All lifecycle transitions return a new immutable entity instance.

This prevents accidental mutation and ensures predictable state evolution.

Retry-Safe Processing

The entity explicitly tracks:

  • download retry count
  • processing retry count
  • last retry timestamps

This allows recovery-oriented workflows without duplicating work.

Terminal State Enforcement

Terminal states prevent further transitions once processing is complete or permanently abandoned.

Terminal states include:

  • PROCESSED
  • SKIPPED
  • IGNORE
  • ABANDONED

State Categories

Category States
Discovery DISCOVERED
Downloading DOWNLOADING, DOWNLOADED, DOWNLOADING_FAILED
Processing Preparation READY
Processing PROCESSING, PROCESSED, PROCESSING_FAILED
Terminal SKIPPED, IGNORE, ABANDONED

C3 Processing Relationship

For LASCO C3 processing, the entity also stores:

  • previous_file_name

This enables running-difference processing between sequential observations.


Design Notes

The lifecycle model is intentionally deterministic and state-driven.
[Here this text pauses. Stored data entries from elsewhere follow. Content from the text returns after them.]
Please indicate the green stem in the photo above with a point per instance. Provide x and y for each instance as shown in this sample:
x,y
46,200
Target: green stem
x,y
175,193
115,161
The processing pipeline never infers workflow state from filesystem conditions alone — all orchestration decisions are derived from persisted lifecycle state.

This provides:

  • resumability
  • idempotent execution
  • crash recovery
  • workflow observability

API Reference

backend.database.domain.processed_file.ProcessedFile dataclass

Domain entity representing the processing state of a raw image file.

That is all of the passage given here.